Renaissance painting on biblical themes, full of exoticisms and great naturalism, inspired Mughal patrons, Akbar (r. 1556-1605), Jahangir (r. 1605-1627), Shah Jahan (r. 1628-1657) and their court painters active at Fatehpur Sikri, Agra, Lahore and Delhi. Akbar’s drives in search of truth in religion drew Christianity and its images close to the people of India. It proved to be a friendly meet between the East and the West and from there emerged a distinct Mughal entity in the art of India.
The rulers and the artists of the Deccan Sultanates also showed interest in biblical pictures.

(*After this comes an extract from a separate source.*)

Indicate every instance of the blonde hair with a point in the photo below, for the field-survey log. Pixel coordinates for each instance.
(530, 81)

The artists active at Bijapur and Golconda adapted conventions of Ranaissance art and interpreted European subject in Indian atmosphere.

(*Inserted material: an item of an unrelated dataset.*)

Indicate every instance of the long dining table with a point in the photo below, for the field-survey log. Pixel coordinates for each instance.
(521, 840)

A sequence of the biblical themes in Indian art till the rise of Bengal school is suggested to from another volume.
The present study analyzes the nature and nurture of biblical art in India and its far-reaching impact on the art of India – an aspect of study too frequently ignored by the Indian art historians.
Dr. Verma meticulously scrutinizes the element of Renaissance humanism in Indian art and carefully interprets Christian signs and symbols and their relevance in support of an imperial ideology of the rulers.
The present volume will interest serious scholars and students of history and culture of medieval India, the art historians, connoisseurs of art and those interested in the development of art in South Asia.
The volume in hand, generously illustrated with 147 images in colour and black-and-white, unveils nearly all facets of the life of Jesus Christ and the works of the great masters of sixteenth and seventeenth centuries India.